Session: 704. Cellular Immunotherapies: Early Phase and Investigational Therapies: Poster I
Patients (pts) with multiple myeloma (MM) have a higher risk of progression/death following an inadequate response to frontline ASCT (van de Velde Eur J Haematol 2017). Therapies (Tx) with novel mechanisms of action may further improve response outcomes. Ide-cel previously demonstrated frequent, deep, and durable responses in KarMMa (Munshi N Engl J Med 2021) and significantly improved median progression-free survival (PFS) and overall response rate (ORR) versus standard regimens in KarMMa-3 (Rodríguez-Otero N Engl J Med 2023) in pts with triple-class–exposed relapsed and refractory MM. KarMMa-2 (NCT03601078) is a multicohort, phase 2, multicenter trial evaluating the efficacy and safety of ide-cel in pts with MM; cohort 2c included pts with NDMM who had an inadequate response to frontline Tx with ASCT. In cohort 2c, with a median follow-up of 27.9 months, ide-cel demonstrated deep and durable responses; complete response (CR) rate was 74.2% (ORR, 87.1%), with a 24-month PFS rate of 83.1% (Dhodapkar Blood 2022). Here, we report results with an additional 11.5 months of median follow-up for updated efficacy and safety data, and health-related quality of life (HRQoL) outcomes in cohort 2c.
Methods
Eligible pts had NDMM, received ≥ 3 cycles of induction Tx (including a proteasome inhibitor, an immunomodulatory agent, and dexamethasone), had < very good partial response (VGPR) 70–110 days after ASCT (single/tandem), and had Eastern Cooperative Oncology Group performance status ≤ 1. Pts received a single infusion of ide-cel (dose range: 150–450 × 106 CAR+ T cells) after lymphodepletion and could receive maintenance Tx post-infusion at investigator’s discretion. The primary endpoint CR rate and secondary endpoints ORR, duration of response (DOR), PFS, overall survival (OS), safety, and patient-reported outcomes on HRQoL, assessed via European Organization for Research and Treatment of Cancer (EORTC) Quality of Life Core 30 Questionnaire (QLQ-C30) and EORTC Quality of Life Multiple Myeloma Module 20 Questionnaire (QLQ-MY20), are reported. The exploratory endpoint of minimal residual disease (MRD) negativity (sensitivity, 10-5) is also reported.
Results
At data cutoff (May 3, 2023), with a median follow-up of 39.4 (range, 31.6–44.7) months, all 31 pts who were infused with ide-cel were alive; 28 (90.3%) remained in follow-up, with 3 (9.7%) having discontinued due to disease progression. The ORR and CR rates were 87.1% and 77.4%, respectively (Table); best overall response in 1 pt improved from VGPR to stringent CR. The median DOR was not reached (NR; 95% CI, NR–NR), neither was median PFS (95% CI, 38.0–NR) or median OS (95% CI, NR–NR); the 36-month event-free rates were 80.9%, 76.8%, and 100.0%, respectively. In pts who did not receive lenalidomide (LEN) maintenance, 9 (29.0%) had disease progression; of the 8 pts who received LEN maintenance post ide-cel infusion, none experienced disease progression. At 36 months, MRD negativity was confirmed in 9/14 (64.3%) evaluable pts; all 9 achieved ≥ CR.

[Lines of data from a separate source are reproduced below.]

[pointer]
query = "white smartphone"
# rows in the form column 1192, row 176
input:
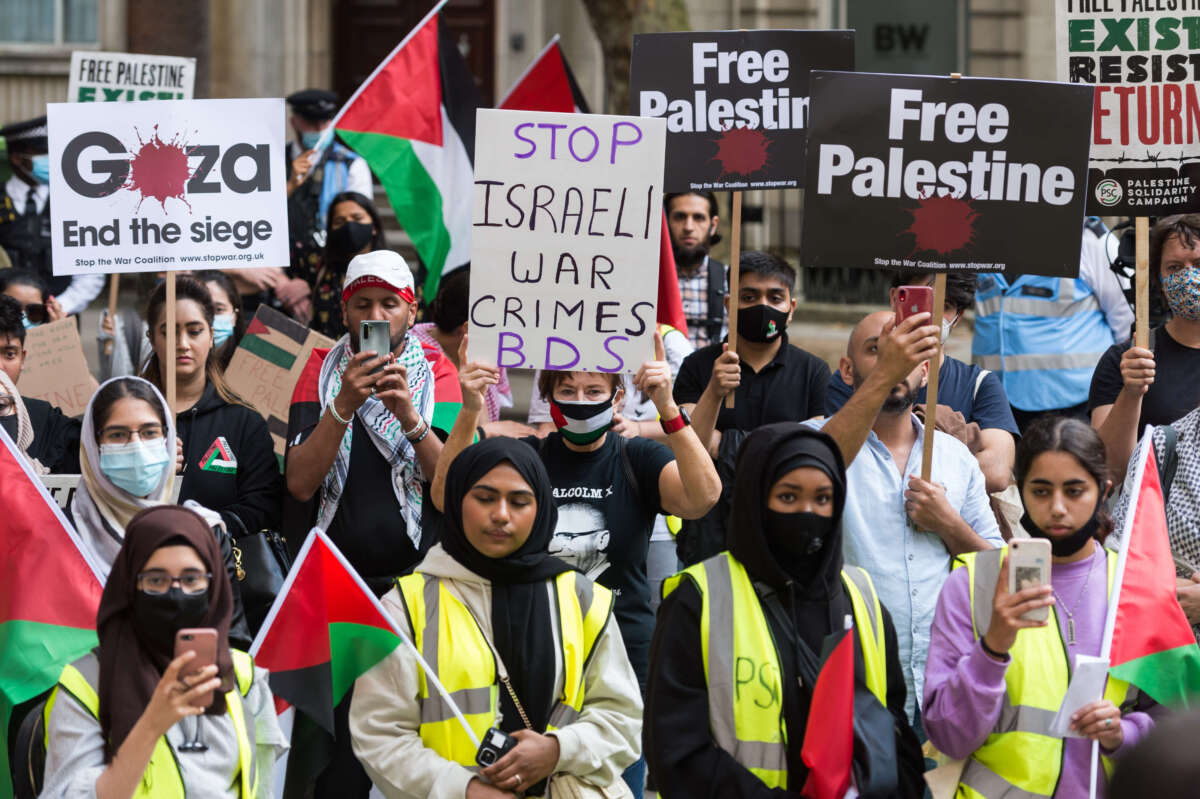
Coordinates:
column 1029, row 565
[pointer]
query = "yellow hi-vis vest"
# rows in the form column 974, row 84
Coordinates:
column 745, row 710
column 1021, row 758
column 162, row 780
column 451, row 642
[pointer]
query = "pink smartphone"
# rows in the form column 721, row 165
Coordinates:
column 203, row 641
column 912, row 300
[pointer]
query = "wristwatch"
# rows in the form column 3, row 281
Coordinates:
column 677, row 424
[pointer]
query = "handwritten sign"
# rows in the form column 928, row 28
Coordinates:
column 55, row 368
column 565, row 240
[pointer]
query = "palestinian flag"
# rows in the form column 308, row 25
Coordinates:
column 546, row 85
column 48, row 594
column 414, row 122
column 220, row 457
column 324, row 630
column 1151, row 643
column 828, row 746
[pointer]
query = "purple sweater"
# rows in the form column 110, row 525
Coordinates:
column 965, row 686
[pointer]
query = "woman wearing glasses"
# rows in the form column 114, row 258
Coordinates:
column 129, row 457
column 132, row 720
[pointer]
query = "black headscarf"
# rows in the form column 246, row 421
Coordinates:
column 130, row 662
column 521, row 606
column 767, row 455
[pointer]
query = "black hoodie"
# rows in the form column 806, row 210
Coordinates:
column 229, row 463
column 679, row 749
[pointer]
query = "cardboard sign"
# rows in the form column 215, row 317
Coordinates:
column 55, row 368
column 1145, row 70
column 167, row 185
column 564, row 248
column 976, row 174
column 114, row 77
column 736, row 102
column 267, row 365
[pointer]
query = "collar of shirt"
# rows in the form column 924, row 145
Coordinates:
column 18, row 192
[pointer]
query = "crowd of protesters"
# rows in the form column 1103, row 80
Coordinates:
column 639, row 581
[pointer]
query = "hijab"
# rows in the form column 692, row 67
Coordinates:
column 130, row 662
column 102, row 510
column 521, row 605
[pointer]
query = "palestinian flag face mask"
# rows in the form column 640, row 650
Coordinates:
column 582, row 422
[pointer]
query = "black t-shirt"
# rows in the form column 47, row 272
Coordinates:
column 959, row 386
column 790, row 388
column 1176, row 388
column 605, row 523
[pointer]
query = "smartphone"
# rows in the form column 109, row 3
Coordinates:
column 203, row 641
column 1029, row 565
column 376, row 334
column 912, row 300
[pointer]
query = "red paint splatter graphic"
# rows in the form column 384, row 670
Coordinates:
column 159, row 169
column 942, row 224
column 742, row 151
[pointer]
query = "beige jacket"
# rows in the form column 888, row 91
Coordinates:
column 385, row 714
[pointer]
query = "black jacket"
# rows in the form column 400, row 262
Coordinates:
column 246, row 493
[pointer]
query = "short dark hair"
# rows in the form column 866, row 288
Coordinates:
column 1183, row 226
column 449, row 307
column 24, row 277
column 549, row 380
column 10, row 319
column 959, row 286
column 757, row 262
column 713, row 209
column 1075, row 438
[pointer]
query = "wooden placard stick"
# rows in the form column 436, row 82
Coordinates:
column 171, row 343
column 735, row 257
column 114, row 286
column 1141, row 282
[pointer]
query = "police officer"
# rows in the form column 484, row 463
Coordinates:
column 1043, row 335
column 316, row 176
column 25, row 215
column 766, row 607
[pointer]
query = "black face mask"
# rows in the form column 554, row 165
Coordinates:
column 1069, row 545
column 10, row 426
column 160, row 617
column 761, row 323
column 351, row 238
column 795, row 538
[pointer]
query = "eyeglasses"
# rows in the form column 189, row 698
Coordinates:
column 124, row 434
column 159, row 581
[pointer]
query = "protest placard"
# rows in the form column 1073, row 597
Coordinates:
column 1143, row 61
column 55, row 368
column 736, row 102
column 976, row 174
column 114, row 77
column 167, row 185
column 565, row 241
column 267, row 365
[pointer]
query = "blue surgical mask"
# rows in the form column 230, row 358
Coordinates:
column 136, row 467
column 222, row 328
column 41, row 169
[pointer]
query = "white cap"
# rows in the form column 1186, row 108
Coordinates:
column 382, row 268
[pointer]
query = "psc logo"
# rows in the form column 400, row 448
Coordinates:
column 1108, row 192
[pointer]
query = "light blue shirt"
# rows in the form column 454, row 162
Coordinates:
column 909, row 565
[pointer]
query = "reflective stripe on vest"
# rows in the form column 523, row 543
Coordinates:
column 1021, row 757
column 1042, row 335
column 162, row 778
column 451, row 642
column 744, row 679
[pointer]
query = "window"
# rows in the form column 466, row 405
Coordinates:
column 48, row 22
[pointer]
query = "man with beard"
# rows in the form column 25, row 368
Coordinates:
column 900, row 528
column 691, row 220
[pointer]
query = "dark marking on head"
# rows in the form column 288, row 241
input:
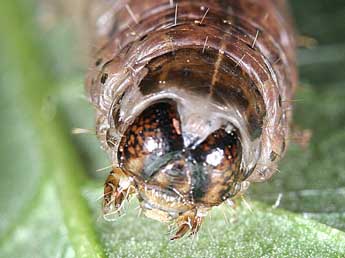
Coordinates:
column 104, row 78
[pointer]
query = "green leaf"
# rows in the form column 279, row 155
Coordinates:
column 49, row 188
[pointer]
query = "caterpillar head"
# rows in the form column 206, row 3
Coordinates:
column 174, row 170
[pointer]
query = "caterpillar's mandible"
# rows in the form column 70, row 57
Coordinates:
column 189, row 98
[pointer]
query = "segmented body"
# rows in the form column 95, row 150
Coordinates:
column 220, row 60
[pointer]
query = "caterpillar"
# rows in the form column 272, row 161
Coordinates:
column 190, row 101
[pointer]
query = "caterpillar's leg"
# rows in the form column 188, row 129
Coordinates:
column 188, row 222
column 117, row 188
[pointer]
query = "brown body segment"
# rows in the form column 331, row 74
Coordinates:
column 159, row 67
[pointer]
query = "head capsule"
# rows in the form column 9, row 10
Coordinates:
column 175, row 172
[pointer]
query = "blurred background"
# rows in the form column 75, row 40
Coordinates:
column 49, row 184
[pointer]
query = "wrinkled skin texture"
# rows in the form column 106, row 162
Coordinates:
column 190, row 101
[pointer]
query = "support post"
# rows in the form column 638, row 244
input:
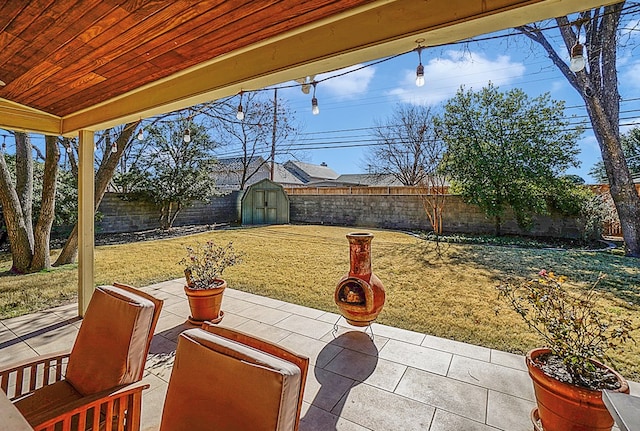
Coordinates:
column 86, row 239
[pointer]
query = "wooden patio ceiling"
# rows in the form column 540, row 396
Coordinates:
column 70, row 65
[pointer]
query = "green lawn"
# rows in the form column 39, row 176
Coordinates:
column 450, row 296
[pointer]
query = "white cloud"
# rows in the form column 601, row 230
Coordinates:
column 349, row 86
column 445, row 75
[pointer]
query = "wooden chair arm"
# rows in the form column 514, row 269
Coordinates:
column 112, row 404
column 26, row 376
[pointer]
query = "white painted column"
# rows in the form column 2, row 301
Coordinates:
column 86, row 238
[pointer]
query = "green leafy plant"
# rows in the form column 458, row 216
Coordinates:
column 205, row 263
column 571, row 324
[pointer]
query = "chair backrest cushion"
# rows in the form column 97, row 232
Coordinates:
column 301, row 361
column 220, row 384
column 110, row 349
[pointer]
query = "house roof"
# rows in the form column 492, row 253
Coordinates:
column 369, row 180
column 283, row 176
column 313, row 171
column 71, row 65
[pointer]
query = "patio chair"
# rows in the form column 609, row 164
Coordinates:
column 95, row 385
column 229, row 381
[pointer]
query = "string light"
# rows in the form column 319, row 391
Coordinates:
column 240, row 113
column 315, row 109
column 577, row 62
column 420, row 68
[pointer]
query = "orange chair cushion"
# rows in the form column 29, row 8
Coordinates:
column 36, row 405
column 110, row 349
column 220, row 384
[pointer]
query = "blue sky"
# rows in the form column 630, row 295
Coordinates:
column 352, row 103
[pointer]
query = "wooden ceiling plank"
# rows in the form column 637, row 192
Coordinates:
column 33, row 77
column 42, row 27
column 177, row 37
column 106, row 52
column 9, row 10
column 297, row 16
column 387, row 28
column 27, row 15
column 68, row 104
column 14, row 116
column 75, row 51
column 231, row 29
column 235, row 36
column 53, row 32
column 17, row 26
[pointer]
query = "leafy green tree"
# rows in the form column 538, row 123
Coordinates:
column 630, row 142
column 597, row 84
column 179, row 168
column 507, row 150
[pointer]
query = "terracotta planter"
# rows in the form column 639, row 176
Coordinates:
column 205, row 303
column 565, row 407
column 360, row 294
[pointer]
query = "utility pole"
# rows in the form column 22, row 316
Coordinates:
column 273, row 135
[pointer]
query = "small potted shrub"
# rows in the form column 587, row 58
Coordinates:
column 568, row 374
column 204, row 265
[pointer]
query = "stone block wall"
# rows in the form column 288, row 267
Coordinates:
column 119, row 215
column 387, row 209
column 395, row 211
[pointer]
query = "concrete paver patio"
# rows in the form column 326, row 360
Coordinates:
column 400, row 380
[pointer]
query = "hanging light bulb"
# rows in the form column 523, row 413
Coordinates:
column 420, row 68
column 315, row 109
column 577, row 57
column 240, row 113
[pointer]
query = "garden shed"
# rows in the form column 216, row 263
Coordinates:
column 265, row 202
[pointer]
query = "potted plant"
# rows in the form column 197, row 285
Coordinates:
column 204, row 265
column 568, row 374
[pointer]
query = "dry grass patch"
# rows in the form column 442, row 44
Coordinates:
column 451, row 295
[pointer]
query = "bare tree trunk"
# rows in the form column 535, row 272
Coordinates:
column 173, row 217
column 21, row 246
column 107, row 168
column 42, row 232
column 24, row 180
column 598, row 86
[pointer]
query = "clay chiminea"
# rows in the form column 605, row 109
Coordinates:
column 360, row 294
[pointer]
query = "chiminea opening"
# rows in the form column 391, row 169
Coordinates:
column 359, row 295
column 351, row 292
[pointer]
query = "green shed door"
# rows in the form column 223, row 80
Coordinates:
column 265, row 210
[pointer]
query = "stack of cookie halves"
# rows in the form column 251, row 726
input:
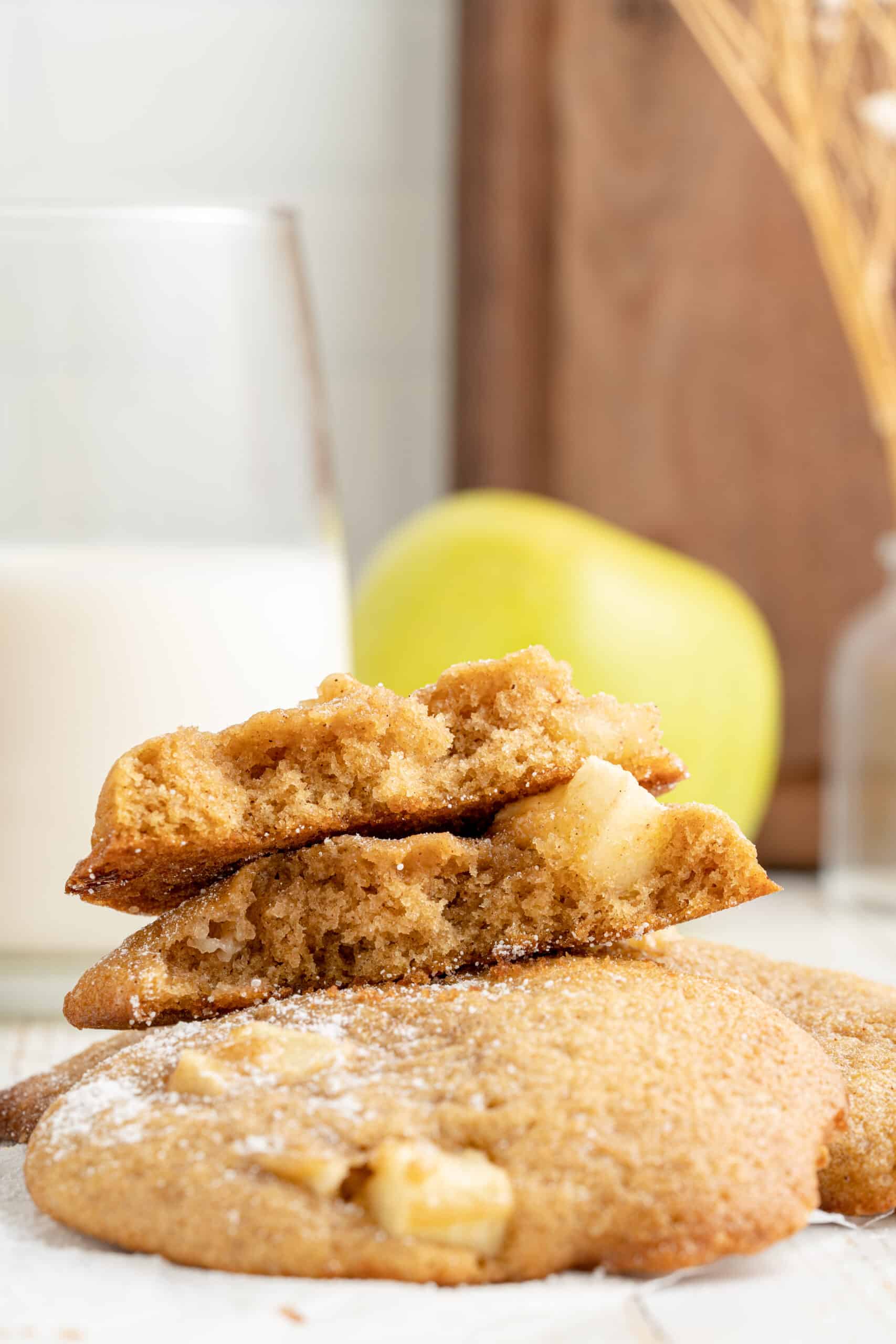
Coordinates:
column 404, row 1010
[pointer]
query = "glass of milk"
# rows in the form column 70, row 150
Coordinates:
column 170, row 543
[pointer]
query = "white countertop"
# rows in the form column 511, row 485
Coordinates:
column 827, row 1284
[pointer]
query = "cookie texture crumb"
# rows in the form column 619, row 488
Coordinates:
column 558, row 1113
column 186, row 808
column 585, row 865
column 855, row 1022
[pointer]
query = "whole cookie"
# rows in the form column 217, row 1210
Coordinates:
column 855, row 1022
column 561, row 1113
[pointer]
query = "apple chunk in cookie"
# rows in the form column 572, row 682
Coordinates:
column 583, row 865
column 556, row 1113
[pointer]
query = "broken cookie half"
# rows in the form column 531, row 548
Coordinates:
column 187, row 808
column 585, row 865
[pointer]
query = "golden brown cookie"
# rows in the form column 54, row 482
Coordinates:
column 586, row 863
column 186, row 808
column 23, row 1104
column 558, row 1113
column 855, row 1022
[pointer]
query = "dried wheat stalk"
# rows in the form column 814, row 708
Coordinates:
column 818, row 81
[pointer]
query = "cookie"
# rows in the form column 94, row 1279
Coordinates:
column 186, row 808
column 23, row 1104
column 586, row 863
column 855, row 1022
column 561, row 1113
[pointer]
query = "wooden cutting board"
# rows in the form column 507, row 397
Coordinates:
column 644, row 331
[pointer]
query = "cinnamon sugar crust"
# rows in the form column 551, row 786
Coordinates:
column 561, row 1115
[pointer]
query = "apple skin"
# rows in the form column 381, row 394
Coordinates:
column 483, row 573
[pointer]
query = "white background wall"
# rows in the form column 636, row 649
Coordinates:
column 343, row 108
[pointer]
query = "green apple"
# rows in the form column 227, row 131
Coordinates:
column 487, row 572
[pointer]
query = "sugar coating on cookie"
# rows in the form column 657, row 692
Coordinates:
column 583, row 865
column 855, row 1022
column 561, row 1113
column 182, row 810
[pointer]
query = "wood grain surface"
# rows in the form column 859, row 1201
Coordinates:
column 644, row 331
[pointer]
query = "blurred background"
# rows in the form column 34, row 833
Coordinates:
column 542, row 249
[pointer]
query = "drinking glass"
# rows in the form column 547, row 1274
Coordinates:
column 170, row 542
column 859, row 819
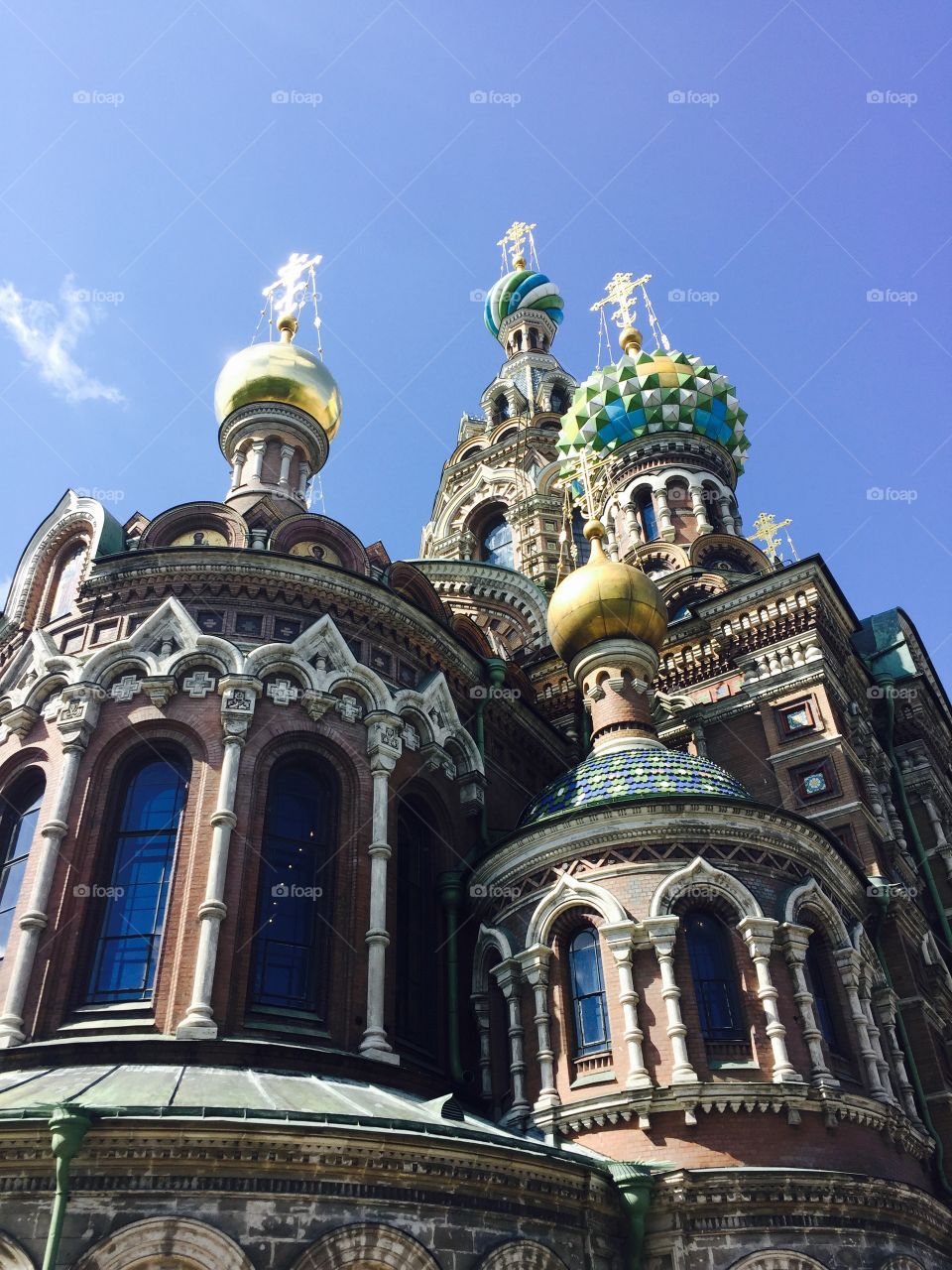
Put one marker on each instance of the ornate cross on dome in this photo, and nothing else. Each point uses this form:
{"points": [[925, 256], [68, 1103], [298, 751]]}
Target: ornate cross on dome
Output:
{"points": [[513, 240]]}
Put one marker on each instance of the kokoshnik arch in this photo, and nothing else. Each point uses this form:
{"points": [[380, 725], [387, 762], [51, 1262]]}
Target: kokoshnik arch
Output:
{"points": [[574, 897]]}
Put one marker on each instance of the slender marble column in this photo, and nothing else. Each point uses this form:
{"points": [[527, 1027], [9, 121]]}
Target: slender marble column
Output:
{"points": [[662, 931], [620, 939], [239, 694], [384, 749], [758, 937], [79, 714]]}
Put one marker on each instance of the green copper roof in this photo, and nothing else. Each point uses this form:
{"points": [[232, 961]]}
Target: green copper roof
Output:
{"points": [[660, 391], [626, 775]]}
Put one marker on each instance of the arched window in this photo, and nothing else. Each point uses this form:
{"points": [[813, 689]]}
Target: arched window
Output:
{"points": [[67, 581], [137, 896], [416, 929], [588, 989], [825, 1005], [498, 543], [715, 976], [647, 516], [295, 890], [18, 825], [583, 547]]}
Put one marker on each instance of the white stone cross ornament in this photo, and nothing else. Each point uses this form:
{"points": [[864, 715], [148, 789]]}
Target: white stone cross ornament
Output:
{"points": [[199, 684], [126, 689], [284, 693]]}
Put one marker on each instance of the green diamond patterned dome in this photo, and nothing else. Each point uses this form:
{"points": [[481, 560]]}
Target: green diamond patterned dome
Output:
{"points": [[625, 775], [660, 391]]}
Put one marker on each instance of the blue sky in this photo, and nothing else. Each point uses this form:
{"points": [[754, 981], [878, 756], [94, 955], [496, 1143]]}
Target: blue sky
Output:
{"points": [[785, 162]]}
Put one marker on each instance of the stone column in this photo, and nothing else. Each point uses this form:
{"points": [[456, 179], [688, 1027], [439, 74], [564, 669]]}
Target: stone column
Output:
{"points": [[758, 937], [535, 966], [239, 694], [620, 939], [384, 749], [662, 931], [885, 1000], [848, 964], [665, 526], [287, 453], [79, 714], [697, 506], [796, 940], [508, 976]]}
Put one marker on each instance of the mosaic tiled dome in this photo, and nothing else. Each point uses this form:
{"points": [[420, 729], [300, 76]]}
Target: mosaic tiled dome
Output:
{"points": [[524, 289], [654, 393], [624, 775]]}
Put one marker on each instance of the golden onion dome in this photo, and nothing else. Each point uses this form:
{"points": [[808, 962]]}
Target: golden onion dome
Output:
{"points": [[604, 599], [280, 371]]}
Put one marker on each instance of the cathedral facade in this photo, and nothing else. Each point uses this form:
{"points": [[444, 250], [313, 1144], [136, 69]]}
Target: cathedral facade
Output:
{"points": [[574, 897]]}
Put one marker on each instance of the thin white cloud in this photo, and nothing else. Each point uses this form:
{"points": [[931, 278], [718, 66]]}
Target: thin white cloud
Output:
{"points": [[48, 335]]}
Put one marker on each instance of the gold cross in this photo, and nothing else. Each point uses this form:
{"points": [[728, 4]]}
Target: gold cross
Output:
{"points": [[513, 240], [767, 531], [620, 291]]}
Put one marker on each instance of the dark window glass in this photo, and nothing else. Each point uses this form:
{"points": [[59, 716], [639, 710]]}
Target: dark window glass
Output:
{"points": [[135, 902], [416, 952], [291, 949], [18, 824], [824, 998], [498, 544], [715, 978], [588, 992]]}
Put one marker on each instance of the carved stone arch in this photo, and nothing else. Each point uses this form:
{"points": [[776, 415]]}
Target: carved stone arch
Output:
{"points": [[366, 1245], [492, 939], [194, 1243], [777, 1259], [571, 893], [701, 874], [809, 896], [522, 1255], [12, 1255]]}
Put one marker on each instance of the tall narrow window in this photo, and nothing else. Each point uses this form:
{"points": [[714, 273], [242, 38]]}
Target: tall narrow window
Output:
{"points": [[498, 544], [588, 991], [18, 825], [823, 993], [295, 892], [715, 976], [66, 583], [135, 902], [416, 929]]}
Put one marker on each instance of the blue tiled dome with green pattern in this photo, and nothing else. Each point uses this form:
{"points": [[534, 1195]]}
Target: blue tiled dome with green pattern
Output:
{"points": [[625, 775]]}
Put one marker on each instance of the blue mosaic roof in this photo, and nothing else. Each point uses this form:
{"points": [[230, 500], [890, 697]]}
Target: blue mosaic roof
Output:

In this extended follow-up, safety results were generally consistent with the previous data cutoff. All pts experienced ≥ 1 any-grade adverse event (AE), most commonly hematologic, including neutropenia (80.6%), anemia (38.7%), leukopenia (32.3%), and thrombocytopenia (29.0%); infection and infestation AEs occurred in 74.2% of pts. No grade 5 AEs were reported. Incidence of any-grade cytokine release syndrome (58.1%; no grade ≥ 3) was unchanged and there were no additional reports of parkinsonism since the previous report.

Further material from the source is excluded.